Despite the ban on happy endings, seventeen Dallas writers gleefully exhibited the dark sides of Dallas neighborhoods and suburbs for the book. Matt Bondurant (The Wettest County in the World) drew on his experience with the city’s latest plague--West Nile virus. A cop in a story by historical writer Kathleen Kent (The Outcasts) finds her drug investigation complicated by the only hours-dead body of a Civil War general--or at least of his reenacting counterpart. Harry Hunsicker (The Contractors, coming 2014) traces the descent of a family business--armed robbery--from Depression-era outlaw and ancestress Bonnie Parker. And if you’re tempted to impersonate a stripper, don’t--unless you have a skillet handy and you’re being written by J. Suzanne Frank (Laws of Migration).

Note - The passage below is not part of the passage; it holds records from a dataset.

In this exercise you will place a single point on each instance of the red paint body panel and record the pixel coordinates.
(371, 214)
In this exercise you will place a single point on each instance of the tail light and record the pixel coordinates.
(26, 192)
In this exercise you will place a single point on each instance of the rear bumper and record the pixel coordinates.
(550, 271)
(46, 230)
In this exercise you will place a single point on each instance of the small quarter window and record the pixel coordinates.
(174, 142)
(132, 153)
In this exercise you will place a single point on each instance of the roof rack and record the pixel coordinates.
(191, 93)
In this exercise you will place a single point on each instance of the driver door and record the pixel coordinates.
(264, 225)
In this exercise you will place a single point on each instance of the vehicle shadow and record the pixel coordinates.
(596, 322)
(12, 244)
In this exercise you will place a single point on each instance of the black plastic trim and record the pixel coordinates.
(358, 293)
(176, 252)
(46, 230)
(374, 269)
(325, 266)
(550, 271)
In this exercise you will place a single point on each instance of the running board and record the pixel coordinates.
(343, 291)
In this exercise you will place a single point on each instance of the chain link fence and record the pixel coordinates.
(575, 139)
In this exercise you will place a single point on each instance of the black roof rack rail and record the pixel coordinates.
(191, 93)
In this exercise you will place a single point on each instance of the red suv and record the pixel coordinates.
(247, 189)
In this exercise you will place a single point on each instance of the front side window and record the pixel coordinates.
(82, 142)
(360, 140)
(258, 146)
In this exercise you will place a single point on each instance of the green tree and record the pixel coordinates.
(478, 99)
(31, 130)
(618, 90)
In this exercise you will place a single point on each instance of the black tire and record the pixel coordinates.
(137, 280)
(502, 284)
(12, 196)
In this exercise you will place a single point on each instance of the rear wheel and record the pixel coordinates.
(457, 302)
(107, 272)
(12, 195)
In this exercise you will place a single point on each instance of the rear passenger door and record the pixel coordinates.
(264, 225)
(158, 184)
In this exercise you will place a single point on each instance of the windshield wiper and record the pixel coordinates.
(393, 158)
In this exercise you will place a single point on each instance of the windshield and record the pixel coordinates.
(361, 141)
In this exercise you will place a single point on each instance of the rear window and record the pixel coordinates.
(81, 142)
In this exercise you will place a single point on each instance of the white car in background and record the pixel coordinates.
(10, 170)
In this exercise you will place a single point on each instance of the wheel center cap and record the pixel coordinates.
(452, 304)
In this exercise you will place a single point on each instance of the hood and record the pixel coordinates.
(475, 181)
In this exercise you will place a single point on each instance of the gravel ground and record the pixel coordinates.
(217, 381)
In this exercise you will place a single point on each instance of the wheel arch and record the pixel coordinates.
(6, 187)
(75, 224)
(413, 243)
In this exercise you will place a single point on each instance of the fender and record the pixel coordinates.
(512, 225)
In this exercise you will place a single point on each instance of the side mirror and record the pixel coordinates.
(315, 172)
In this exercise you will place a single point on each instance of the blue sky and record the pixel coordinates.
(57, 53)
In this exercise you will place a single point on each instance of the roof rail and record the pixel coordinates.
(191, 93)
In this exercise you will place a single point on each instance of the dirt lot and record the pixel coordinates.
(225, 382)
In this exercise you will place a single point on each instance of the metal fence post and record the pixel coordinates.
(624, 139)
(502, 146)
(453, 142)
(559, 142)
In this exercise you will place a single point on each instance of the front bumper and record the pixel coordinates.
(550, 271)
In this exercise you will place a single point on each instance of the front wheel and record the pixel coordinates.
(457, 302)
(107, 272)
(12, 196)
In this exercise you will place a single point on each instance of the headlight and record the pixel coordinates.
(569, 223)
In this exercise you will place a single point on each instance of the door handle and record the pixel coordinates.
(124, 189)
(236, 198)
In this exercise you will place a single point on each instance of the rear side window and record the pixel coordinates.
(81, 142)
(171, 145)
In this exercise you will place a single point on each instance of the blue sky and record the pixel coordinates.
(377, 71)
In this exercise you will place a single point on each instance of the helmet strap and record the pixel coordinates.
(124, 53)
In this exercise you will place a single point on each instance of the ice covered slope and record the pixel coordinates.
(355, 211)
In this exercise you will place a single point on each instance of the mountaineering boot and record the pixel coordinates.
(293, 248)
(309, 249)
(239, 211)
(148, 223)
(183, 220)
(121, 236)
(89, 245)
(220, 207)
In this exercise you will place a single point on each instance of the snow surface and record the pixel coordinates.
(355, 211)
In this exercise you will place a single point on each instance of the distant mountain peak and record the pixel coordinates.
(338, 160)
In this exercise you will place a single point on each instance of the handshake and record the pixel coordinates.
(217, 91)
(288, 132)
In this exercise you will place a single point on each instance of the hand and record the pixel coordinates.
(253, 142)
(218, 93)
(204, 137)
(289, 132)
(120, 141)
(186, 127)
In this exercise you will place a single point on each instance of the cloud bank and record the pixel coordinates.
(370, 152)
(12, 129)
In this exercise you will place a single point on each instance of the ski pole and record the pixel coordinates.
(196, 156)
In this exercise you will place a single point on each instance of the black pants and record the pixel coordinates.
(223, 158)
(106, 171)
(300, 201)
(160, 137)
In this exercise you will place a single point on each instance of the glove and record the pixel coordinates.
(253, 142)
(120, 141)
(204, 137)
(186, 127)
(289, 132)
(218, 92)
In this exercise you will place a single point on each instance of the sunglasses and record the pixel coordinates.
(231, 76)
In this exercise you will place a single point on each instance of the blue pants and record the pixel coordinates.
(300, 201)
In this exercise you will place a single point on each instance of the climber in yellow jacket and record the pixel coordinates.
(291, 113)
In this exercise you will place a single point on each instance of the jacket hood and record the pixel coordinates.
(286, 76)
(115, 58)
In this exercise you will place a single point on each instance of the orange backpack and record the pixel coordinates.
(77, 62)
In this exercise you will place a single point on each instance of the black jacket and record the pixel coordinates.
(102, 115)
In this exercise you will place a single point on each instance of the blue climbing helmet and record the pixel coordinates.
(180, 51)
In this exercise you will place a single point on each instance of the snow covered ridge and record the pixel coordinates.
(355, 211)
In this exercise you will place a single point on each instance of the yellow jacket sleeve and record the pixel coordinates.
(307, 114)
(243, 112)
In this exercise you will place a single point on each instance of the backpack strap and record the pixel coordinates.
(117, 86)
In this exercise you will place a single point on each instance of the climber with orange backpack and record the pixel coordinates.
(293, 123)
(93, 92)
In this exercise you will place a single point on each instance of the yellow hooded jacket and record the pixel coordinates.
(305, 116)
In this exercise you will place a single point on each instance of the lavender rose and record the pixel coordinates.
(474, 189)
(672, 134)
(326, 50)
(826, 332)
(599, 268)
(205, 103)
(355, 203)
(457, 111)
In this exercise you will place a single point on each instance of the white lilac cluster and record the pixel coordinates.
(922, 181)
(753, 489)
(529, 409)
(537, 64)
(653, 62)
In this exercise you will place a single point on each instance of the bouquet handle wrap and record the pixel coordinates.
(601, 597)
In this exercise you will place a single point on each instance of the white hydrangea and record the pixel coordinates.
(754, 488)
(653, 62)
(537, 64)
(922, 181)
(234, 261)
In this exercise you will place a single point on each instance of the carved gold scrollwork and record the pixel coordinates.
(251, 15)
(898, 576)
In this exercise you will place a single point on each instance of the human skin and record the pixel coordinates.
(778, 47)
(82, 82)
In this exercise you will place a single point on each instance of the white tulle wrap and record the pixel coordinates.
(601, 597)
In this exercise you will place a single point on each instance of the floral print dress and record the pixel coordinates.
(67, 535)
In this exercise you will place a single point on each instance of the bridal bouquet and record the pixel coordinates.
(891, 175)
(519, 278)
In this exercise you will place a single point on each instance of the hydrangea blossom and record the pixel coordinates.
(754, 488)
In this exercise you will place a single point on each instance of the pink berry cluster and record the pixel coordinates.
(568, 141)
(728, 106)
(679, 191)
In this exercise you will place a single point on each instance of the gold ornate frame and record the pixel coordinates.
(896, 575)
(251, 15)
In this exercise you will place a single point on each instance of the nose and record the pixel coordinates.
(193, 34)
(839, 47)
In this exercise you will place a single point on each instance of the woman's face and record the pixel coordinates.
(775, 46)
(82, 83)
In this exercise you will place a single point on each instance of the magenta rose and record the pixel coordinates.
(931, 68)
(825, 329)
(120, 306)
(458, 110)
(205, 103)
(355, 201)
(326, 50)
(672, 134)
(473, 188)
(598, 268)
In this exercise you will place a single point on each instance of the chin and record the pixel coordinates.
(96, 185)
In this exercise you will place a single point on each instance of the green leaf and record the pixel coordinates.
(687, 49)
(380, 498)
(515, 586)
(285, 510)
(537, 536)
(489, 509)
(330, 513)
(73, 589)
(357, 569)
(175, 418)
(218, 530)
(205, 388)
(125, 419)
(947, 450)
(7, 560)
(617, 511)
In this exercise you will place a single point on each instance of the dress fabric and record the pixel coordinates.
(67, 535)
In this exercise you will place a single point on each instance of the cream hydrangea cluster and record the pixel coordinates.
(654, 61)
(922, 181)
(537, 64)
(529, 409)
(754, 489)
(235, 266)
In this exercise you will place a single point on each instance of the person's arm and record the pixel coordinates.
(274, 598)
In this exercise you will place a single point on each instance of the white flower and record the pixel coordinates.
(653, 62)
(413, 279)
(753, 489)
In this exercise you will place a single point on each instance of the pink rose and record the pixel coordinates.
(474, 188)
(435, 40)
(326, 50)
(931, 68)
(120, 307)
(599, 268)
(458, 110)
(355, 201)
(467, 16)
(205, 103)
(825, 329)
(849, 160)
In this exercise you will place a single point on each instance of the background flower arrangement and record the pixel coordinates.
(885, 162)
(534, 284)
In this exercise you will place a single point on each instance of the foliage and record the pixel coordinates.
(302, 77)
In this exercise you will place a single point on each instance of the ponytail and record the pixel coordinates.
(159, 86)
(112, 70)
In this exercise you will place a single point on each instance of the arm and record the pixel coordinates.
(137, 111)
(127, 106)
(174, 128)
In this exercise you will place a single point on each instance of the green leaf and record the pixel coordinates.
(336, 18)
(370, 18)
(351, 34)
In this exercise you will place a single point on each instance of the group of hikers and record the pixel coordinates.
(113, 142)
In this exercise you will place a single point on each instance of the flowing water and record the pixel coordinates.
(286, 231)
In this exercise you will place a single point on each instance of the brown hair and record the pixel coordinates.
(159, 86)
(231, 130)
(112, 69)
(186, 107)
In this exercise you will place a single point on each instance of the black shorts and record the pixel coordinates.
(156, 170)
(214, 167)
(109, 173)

Even home buying, estate planning and dog walking prove become unnerving activities in the hands of Dallas writers with murder and mayhem on their minds.

And although the characters in this collection don’t get do-overs, readers can. Those who missed Dallas Noir’s launch can meet the cast of writers at Barnes & Noble bookstores in Lincoln Park (November 5) and SMU ( November 9), where students can interrogate their favorite teachers, Frank and David Haynes (A Star in the Face of the Sky.) Next week, Dallas Noir and company hit the road, with signings in Fort Worth, metroplex suburbs, and Austin and Houston.  For more details, see 
www.akashicbooks.com/.

And for the rest of you out there with trigger fingers itching to hit the keyboard, check out Akashic’s list of short story interests. But don’t look back, Jack. This is no place to linger over long goodbyes. The limit’s 750 words.